Paul Krannhals

 

In der Schöpfung wahrer Volksgemeinschaft, einer festgegründeten Volksseele, die in ihrer reichen organischen Gliederung doch die einheitliche Richtung des Charakters offenbart, sehen wir so unsere erste große gemeinsame Aufgabe. Gleich wie sich nun das Volk als Seele des Staates in der organischen Verbundenheit mit seinem Lebensraum den Heimatboden zum Staatskörper gestaltet, wird es selbst von ihm bestimmt, erhält es in der Bestimmung durch den Charakter der Heimat, seiner seelischen Unwelt, eine besondere Prägung. Je inniger sich nun diese Wechselwirkung, diese organische Verbundenheit von Körper und Seele im Laufe der Zeiten gestaltet, um so ausgeprägter kündet auch der hierin zum Ausdruck kommende Staat seinen Charakter als Lebensform.

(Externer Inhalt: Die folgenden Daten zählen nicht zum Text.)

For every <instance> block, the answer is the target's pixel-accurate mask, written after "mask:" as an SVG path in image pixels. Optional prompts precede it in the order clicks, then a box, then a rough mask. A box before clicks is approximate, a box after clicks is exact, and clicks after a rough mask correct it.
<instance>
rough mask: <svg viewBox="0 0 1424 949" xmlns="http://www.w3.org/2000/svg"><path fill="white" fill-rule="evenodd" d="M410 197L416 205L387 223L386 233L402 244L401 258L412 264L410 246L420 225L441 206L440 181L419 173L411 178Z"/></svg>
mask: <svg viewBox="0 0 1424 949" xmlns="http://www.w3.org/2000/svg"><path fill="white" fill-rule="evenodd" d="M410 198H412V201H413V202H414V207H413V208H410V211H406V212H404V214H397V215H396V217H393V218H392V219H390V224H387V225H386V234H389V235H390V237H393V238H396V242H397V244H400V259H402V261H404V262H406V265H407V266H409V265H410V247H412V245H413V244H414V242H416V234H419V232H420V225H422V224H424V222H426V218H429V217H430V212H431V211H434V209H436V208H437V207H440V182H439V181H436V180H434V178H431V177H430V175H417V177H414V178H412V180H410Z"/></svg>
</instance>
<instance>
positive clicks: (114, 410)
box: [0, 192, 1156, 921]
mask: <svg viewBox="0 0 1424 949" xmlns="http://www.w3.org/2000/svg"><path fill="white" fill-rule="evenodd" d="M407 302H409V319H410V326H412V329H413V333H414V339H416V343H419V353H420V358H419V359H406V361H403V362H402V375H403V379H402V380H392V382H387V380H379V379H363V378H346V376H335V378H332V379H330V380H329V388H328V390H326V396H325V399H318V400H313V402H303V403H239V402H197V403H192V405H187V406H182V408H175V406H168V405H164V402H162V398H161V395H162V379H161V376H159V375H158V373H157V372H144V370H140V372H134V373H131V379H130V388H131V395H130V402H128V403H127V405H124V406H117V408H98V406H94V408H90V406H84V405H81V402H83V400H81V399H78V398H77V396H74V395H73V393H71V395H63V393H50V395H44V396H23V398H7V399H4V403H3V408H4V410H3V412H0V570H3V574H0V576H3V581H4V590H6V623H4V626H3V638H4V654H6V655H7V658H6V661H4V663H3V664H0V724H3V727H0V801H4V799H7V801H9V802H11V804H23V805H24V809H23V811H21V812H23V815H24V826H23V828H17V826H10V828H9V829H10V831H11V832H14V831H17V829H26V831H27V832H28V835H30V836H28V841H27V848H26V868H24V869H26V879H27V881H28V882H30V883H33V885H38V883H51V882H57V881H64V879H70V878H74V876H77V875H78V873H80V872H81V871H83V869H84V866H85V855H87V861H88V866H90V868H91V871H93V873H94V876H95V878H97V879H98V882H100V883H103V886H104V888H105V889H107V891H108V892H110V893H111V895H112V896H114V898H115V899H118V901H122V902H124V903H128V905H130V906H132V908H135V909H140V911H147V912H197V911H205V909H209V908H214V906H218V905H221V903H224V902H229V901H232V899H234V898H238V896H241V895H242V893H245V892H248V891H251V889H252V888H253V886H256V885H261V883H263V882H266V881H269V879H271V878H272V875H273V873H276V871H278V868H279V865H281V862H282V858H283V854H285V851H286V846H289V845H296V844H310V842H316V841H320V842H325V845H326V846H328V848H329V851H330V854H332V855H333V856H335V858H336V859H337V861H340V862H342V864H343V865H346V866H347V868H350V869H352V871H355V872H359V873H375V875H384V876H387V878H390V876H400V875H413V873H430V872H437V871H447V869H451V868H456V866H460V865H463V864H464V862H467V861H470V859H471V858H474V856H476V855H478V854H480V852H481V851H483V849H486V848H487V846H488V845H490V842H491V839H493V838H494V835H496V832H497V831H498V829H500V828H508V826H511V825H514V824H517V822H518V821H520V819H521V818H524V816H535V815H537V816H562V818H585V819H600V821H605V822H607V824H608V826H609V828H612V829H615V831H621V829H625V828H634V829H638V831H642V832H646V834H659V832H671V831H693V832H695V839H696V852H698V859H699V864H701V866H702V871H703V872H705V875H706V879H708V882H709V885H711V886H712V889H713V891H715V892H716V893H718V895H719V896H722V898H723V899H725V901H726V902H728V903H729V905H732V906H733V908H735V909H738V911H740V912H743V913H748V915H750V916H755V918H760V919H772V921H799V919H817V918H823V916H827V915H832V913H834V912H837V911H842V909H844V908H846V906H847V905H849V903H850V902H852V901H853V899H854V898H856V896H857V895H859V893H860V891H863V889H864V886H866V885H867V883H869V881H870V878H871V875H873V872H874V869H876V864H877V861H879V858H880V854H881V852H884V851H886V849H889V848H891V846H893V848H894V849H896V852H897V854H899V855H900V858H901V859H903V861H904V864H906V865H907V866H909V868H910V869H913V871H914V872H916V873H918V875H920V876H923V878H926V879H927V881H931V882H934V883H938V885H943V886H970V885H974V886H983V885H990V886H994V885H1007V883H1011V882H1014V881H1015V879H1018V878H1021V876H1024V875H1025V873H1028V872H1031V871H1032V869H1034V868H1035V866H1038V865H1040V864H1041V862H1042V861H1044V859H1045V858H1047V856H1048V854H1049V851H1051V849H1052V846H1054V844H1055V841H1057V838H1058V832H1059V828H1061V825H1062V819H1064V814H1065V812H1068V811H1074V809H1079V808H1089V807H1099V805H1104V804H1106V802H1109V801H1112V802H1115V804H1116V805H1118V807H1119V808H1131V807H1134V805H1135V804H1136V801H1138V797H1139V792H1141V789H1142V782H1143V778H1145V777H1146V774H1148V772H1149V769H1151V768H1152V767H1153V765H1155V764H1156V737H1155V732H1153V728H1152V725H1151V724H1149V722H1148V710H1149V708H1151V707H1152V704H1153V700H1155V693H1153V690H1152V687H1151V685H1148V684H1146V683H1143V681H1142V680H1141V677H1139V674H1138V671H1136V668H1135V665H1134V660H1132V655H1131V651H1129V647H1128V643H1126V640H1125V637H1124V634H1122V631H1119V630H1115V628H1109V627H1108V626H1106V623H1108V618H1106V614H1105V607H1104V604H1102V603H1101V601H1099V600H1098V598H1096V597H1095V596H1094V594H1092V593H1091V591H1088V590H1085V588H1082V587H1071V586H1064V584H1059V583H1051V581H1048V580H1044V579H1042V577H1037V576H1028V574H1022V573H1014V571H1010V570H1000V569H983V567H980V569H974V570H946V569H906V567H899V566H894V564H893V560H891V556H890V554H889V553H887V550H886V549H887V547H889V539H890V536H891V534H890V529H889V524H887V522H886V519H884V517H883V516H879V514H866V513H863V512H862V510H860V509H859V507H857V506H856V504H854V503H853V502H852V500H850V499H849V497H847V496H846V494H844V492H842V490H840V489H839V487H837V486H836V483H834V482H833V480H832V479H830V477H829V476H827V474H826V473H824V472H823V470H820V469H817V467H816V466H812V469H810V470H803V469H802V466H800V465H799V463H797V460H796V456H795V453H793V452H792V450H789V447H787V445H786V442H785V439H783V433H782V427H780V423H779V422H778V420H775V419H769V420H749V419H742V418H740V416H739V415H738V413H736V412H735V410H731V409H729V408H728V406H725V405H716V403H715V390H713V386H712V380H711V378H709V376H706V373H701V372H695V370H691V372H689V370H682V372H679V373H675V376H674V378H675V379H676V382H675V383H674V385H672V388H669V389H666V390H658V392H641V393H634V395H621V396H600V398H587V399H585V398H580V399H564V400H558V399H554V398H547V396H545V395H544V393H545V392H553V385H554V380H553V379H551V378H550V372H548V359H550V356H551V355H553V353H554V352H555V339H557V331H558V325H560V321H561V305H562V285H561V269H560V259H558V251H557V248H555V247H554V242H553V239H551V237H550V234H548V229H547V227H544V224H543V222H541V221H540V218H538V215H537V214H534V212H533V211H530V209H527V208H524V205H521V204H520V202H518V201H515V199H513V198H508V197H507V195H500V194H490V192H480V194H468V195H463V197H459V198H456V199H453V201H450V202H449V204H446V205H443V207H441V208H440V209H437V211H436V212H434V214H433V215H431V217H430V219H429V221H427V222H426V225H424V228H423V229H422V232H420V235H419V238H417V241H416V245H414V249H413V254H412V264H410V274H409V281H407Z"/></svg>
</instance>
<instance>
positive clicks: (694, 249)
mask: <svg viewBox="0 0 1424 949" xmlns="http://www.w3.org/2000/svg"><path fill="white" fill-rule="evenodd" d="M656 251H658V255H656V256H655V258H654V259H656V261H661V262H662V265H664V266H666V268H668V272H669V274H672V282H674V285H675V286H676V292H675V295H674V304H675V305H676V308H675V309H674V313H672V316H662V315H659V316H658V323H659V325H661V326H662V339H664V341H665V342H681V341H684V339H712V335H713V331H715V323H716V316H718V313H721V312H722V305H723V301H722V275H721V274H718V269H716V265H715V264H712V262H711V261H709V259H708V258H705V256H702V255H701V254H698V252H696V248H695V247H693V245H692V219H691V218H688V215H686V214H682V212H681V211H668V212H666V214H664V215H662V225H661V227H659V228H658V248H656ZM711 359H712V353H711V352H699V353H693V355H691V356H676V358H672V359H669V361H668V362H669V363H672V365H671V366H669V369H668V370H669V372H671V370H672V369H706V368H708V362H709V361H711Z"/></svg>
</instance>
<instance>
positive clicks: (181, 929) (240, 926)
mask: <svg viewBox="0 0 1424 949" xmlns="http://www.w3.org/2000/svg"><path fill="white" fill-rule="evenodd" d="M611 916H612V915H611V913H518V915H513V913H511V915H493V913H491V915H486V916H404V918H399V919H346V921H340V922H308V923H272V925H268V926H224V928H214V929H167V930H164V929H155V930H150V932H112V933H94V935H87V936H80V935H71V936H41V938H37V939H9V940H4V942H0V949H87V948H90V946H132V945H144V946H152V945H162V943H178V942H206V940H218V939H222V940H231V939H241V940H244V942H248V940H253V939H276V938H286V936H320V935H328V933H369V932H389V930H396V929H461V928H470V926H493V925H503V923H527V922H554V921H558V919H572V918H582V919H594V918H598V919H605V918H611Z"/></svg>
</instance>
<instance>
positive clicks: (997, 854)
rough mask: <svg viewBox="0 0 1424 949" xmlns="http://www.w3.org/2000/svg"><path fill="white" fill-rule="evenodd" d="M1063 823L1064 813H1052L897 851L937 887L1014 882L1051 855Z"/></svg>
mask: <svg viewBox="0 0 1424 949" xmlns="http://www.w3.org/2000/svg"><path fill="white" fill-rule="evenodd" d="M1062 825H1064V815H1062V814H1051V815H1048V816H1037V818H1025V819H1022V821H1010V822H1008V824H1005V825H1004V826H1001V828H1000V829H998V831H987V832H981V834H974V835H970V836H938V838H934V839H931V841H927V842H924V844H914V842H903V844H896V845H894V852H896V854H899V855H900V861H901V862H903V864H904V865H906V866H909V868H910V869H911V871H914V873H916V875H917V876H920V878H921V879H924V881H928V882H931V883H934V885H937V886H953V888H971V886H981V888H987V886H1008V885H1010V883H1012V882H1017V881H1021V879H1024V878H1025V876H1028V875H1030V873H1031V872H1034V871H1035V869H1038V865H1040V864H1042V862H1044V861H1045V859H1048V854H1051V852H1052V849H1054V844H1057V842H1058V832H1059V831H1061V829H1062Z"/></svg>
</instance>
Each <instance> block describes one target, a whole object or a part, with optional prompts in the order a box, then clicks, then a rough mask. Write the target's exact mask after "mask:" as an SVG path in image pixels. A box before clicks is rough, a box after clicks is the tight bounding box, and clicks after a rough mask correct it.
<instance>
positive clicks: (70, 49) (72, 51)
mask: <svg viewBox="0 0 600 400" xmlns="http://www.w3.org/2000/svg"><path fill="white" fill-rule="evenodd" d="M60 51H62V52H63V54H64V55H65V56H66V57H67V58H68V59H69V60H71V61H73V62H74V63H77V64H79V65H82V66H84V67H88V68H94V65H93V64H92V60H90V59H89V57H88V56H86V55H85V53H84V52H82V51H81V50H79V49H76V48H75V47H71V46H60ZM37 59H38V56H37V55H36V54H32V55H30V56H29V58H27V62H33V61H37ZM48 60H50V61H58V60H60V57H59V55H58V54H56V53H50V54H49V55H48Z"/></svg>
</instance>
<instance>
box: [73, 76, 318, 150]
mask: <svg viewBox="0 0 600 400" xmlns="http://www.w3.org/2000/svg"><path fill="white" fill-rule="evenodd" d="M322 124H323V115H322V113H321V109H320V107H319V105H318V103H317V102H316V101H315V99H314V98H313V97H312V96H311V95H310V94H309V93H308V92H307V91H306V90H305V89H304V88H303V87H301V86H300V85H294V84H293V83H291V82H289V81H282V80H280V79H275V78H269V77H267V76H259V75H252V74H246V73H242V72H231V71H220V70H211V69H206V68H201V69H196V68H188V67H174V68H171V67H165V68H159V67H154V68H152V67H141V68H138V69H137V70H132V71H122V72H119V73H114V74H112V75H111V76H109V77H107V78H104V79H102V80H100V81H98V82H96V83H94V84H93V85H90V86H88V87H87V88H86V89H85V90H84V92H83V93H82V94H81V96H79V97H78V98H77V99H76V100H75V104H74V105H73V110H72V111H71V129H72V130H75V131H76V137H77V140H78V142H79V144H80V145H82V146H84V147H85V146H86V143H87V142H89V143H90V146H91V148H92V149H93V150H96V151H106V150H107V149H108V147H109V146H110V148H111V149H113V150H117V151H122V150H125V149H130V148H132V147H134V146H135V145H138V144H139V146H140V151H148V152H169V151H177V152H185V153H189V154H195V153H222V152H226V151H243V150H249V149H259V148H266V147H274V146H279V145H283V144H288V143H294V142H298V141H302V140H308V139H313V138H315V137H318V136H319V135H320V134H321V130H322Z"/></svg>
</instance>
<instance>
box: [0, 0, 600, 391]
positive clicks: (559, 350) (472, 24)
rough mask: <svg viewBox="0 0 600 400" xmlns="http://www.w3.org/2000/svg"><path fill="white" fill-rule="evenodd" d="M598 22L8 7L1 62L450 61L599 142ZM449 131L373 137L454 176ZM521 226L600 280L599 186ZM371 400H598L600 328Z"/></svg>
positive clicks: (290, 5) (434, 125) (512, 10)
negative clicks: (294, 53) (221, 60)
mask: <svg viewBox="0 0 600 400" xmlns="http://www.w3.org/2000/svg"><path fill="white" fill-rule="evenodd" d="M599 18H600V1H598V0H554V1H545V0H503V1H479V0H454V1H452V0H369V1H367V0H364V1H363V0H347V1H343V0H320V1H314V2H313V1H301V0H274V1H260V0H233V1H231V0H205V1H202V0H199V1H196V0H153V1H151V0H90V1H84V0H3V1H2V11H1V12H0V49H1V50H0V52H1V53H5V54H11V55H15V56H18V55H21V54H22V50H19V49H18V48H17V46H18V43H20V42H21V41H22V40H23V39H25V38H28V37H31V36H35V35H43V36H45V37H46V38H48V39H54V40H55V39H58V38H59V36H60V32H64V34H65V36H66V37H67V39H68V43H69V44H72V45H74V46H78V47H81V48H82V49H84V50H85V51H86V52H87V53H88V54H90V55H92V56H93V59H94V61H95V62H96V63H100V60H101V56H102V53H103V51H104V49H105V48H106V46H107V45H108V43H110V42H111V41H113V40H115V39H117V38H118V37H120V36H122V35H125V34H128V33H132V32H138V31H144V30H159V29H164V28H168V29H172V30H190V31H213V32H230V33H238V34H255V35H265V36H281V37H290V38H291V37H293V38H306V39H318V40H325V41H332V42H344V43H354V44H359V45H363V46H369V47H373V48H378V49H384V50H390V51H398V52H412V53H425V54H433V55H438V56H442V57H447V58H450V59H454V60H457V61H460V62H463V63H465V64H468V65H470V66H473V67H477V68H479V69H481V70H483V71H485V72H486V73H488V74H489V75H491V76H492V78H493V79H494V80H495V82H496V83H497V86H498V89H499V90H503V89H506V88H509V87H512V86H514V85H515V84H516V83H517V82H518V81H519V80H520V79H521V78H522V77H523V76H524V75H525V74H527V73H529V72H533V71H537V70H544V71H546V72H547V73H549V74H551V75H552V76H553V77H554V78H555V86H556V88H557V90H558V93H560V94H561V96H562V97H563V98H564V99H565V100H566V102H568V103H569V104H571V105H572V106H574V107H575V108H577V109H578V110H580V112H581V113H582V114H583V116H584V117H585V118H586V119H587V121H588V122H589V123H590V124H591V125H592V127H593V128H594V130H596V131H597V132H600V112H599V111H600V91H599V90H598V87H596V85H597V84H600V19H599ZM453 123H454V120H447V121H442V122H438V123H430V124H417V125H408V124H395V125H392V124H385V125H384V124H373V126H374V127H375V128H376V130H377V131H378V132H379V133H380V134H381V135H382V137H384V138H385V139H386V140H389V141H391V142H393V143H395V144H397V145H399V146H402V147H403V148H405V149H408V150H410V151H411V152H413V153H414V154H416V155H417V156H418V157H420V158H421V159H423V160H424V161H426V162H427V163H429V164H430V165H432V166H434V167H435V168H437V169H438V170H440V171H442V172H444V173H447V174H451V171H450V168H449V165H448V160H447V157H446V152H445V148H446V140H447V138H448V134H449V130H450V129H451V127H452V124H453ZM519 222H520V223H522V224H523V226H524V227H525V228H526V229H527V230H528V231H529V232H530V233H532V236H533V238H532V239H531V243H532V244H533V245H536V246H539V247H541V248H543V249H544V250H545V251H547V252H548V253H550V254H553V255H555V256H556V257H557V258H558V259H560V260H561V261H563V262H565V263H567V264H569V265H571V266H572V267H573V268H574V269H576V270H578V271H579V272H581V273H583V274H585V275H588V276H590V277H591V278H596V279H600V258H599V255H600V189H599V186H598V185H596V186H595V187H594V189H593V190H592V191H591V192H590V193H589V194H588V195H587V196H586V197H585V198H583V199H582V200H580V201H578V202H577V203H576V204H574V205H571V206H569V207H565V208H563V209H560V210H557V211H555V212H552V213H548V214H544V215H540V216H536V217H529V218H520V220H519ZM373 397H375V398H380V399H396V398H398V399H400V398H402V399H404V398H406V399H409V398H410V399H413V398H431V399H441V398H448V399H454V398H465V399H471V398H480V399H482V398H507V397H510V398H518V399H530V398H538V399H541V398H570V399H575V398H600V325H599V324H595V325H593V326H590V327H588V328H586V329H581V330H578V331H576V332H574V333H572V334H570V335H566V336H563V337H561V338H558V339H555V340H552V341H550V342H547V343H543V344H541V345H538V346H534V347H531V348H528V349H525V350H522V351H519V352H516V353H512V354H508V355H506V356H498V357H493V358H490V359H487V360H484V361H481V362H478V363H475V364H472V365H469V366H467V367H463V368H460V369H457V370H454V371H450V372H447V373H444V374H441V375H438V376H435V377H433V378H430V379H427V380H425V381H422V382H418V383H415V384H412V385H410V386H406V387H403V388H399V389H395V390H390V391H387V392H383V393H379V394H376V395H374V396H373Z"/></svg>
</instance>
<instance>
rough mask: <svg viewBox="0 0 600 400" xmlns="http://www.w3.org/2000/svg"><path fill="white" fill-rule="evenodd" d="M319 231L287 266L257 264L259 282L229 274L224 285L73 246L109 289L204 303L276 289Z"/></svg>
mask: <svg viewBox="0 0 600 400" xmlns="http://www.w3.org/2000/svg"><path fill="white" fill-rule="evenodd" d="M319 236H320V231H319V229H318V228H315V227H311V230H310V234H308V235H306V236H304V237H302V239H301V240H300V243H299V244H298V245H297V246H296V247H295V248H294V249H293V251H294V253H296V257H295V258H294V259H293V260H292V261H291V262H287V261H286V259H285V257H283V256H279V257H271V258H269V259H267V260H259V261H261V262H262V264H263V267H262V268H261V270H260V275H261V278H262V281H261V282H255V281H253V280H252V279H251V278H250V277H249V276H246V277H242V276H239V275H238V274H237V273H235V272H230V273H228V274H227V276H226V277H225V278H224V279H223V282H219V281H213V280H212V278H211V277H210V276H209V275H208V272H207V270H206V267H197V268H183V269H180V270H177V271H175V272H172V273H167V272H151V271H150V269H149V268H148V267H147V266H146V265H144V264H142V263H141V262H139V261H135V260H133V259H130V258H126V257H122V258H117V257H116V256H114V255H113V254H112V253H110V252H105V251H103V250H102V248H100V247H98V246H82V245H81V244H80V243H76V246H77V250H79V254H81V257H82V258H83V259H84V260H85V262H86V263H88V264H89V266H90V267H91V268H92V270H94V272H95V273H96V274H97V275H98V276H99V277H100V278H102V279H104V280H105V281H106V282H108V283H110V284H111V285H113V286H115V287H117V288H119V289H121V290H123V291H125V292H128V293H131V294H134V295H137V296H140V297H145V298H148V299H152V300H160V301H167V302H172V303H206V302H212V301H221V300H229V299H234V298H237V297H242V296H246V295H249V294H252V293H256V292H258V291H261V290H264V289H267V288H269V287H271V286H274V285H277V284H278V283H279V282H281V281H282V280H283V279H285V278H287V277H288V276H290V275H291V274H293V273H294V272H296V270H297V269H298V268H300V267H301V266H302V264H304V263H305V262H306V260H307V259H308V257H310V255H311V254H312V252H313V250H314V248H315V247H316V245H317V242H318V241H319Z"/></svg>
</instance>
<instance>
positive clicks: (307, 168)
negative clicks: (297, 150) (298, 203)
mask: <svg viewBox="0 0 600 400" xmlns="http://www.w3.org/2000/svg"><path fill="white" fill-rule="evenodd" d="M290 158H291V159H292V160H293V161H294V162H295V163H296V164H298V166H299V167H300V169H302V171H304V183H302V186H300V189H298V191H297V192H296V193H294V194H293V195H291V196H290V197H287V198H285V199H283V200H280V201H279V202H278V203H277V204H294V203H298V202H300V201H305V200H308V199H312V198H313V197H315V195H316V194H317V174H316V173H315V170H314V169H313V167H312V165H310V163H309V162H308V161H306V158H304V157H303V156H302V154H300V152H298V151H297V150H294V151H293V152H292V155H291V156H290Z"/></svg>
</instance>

Die nordische Landschaft mit ihren weiten schweigenden Ebenen, den zerklüfteten Bergen und Tälern, den trutzigen Wolkenburgen, den dunklen Wäldern, in deren Erlebnis die Gotik schon in der Kunst der alten Germanen erwachte — sie ist unsere ›stilbestimmte seelische Umwelt‹. Ihr Lebensstil, ihr Charakter ist auch unser Lebensstil, unser Charakter, die wir mit ihr verwurzelt sind. „Der Leib ist die Erscheinungsform der Seele, die Seele der Sinn des Leibes“, sagt Ludwig Klages. So soll auch die gestaltete nordisch-deutsche Landschaft, der deutsche Staatskörper, die Erscheinungsform der deutschen Seele sein, soll in der Offenbarung der deutschen Seele seinen Lebenssinn erhalten. Vom Erlebnis dieser organischen Verbundenheit zwischen der deutschen Volksseele und ihrer Heimat müssen wir ausgehen, um das lebendige Werden und Wachsen des Staatswesens als Ausdruck dieser wachsenden, sich organisch gliedernden und differenzierenden Einheit zu begreifen.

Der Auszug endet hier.